Microsoft's ongoing crusade to establish a firm foothold in the enterprise got a little more traction recently from a benchmark test conducted by Accenture that show Windows .Net servers compared favourably with Unix-based servers running mission-critical applications.
The benchmark, conducted in Accenture's High Performance Scalability Lab, compared actual performance data from a manufacturing company now running SAP AG's R/3 data base on Unix with those results from running R/3 on Microsoft's Windows .Net server.
According to the results, the Windows .Net-based application had the same, and sometimes higher, response times compared to the Unix-based system, specifically 508 milliseconds to 700 milliseconds, respectively. They study also showed that the .Net server could be deployed and maintained at about 30 percent of the cost of the Unix solution.
"The results surprised us in a couple of ways. First in terms of price, but more importantly, we were surprised by the actual online performance with a heavy batch component running [on the .Net server] at the same time," said Tim Donahue, an associate partner with Accenture in Columbus, Ohio.

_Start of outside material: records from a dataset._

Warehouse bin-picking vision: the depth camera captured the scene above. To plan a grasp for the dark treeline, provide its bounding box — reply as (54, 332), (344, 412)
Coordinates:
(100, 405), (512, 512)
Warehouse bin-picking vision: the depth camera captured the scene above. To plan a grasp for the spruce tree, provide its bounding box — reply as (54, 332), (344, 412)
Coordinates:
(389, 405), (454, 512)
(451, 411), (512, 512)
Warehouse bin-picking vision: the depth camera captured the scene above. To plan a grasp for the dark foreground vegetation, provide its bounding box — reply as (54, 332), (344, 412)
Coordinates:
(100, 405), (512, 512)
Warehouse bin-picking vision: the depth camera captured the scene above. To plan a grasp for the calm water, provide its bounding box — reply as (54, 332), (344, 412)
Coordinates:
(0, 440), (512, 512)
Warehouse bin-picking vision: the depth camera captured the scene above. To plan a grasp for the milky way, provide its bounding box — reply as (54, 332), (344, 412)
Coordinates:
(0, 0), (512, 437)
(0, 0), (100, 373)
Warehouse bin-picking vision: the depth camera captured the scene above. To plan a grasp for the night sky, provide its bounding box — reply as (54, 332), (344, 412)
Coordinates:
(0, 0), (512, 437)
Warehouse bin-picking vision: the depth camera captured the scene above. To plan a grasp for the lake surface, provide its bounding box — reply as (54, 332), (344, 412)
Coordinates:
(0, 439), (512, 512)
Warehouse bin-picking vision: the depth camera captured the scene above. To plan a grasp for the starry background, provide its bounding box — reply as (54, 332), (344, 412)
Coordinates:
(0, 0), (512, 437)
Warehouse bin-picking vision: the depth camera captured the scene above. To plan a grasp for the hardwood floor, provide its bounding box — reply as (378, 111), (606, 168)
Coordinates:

According to Accenture officials, the specific testing environment included an SAP R/3 logistics, sales, financial/controlling, supply modules, 1,700 active users, and a 60 percent batch load.
For the Unix solution Accenture used SAP R/3 4.0B running on a Sun Microsystems Inc. 34-way 400MHz E10000 server with Solaris 2.6 and Oracle Corp.'s 8.04.4. For Windows .Net Accenture used SAP R/3 4.0B running on an eight-way 900MHz Pentium III-based Compaq Computer Corp. ProLiant 8500 server with Windows Advanced Server and SQL Server 2000.
While the benchmark may give Microsoft fuel for its marketing fires against Unix vendors such as Sun, some observers believe the company will need more than positive benchmarks in the labs to gain real-world market share.
"If Microsoft is serious about getting into the upper reaches of the data center, they need to be successful with large-scale projects like SAP. But you need more than a fast box. They need proven processes and tools to be able to surround that box and turn it into a complete business platform, and that has not happened yet," said Derek Prior, a senior analyst at Gartner Inc., specializing in server-based application such as SAP's.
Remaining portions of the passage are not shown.